A deeper pool of liquidity could make it more worthwhile for start-ups and other growing businesses to consider listing, but would also help bigger firms with international ambitions.
“We have companies that are starting to go beyond the boundaries of the Philippines,” said Purisima, “Getting funding from outside is crucial not just from a capital perspective, but also in terms of matching risk.”
Take San Miguel. It announced on May 23 that it expects to hit its $20 billion revenue target for 2015 this year on increased contributions from new acquisitions. In April, it bought a 49% stake in national flag carrier Philippine Airlines. The food and beverage giant’s other acquisitions include Petron, the country’s biggest oil refiner, US giant Exxon Mobil’s refinery and petrol stations in Malaysia, and a third of Manila Electric.
Jollibee is another company that has been growing overseas at a fast clip. It started as a two-branch ice cream parlour in 1975 offering hot meals and sandwiches. It now has 2,469 stores — under various brands — ranging from the Philippines to Qatar. In March, it disclosed to the Philippine Stock Exchange that it had set aside Ps5.8 billion for its 2012 capital investment programme and earmarked half of this budget “to increase its store count by 125 stores in the Philippines and 100 stores in China”.
And ports operator International Container Terminal Services is the sort of corporate champion that Purisima would like the world to hear more about. It reported a net income of $35.4 million during the first three months of the year on the back of growth in volume and revenues, and lower financing charges. This was 24% higher than the $28.5 million net income during the same period in 2011. It has terminals in Manila, Brazil, Poland, Ecuador, Madagascar and China — a truly global company.
Opportunity knocks
“Asean is home to the second-largest population in Asia — and the youngest,” pointed out Purisima. “There is a lot of opportunity here, but with it comes expanded responsibility.”

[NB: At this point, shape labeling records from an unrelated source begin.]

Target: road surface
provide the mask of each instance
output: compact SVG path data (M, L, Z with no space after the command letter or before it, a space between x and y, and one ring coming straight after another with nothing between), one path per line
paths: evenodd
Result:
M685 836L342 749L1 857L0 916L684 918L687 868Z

That means companies below the top tier are going to have to step-up their game in corporate governance and understanding of not just the regulatory requirements in the Philippines but globally as well, said Purisima.
This, of course, has been Purisima’s mantra — and President Benigno Aquino’s —for some time. They preach good corporate governance and have promised to reduce graft and corruption. The recent decision by the Philippines Senate to dismiss the chief of the country’s Supreme Court for hiding millions of dollars in assets is one example of the two-year anti-corruption campaign’s efforts.
At the Asian Development Bank board of governors meeting held in Manila during early May, Aquino said in a speech: “[These efforts] have boosted confidence in our country, restored the citizenry’s morale and are reaping dividends on the economic front. Investors and Filipinos alike are seeing what is happening.”
Purisima said evidence that this is paying off could be found in the nation’s cost of borrowing. In January, the Republic of the Philippines priced a $1.5 billion 25-year global bond at the lowest coupon it has ever achieved for a long-dated bond.
“We finally have a president who walks the talk of better governance; now we need this to be sustained beyond just one term,” said Purisima, in an obvious campaign pitch.
But his point is fair: the more the Philippines gets the word out that it means business about good corporate governance, the better it is for the nation — and, by extension, the region. Asean Exchanges will help the Philippines. But good corporate leaders from the Philippines will also help Asean Exchanges.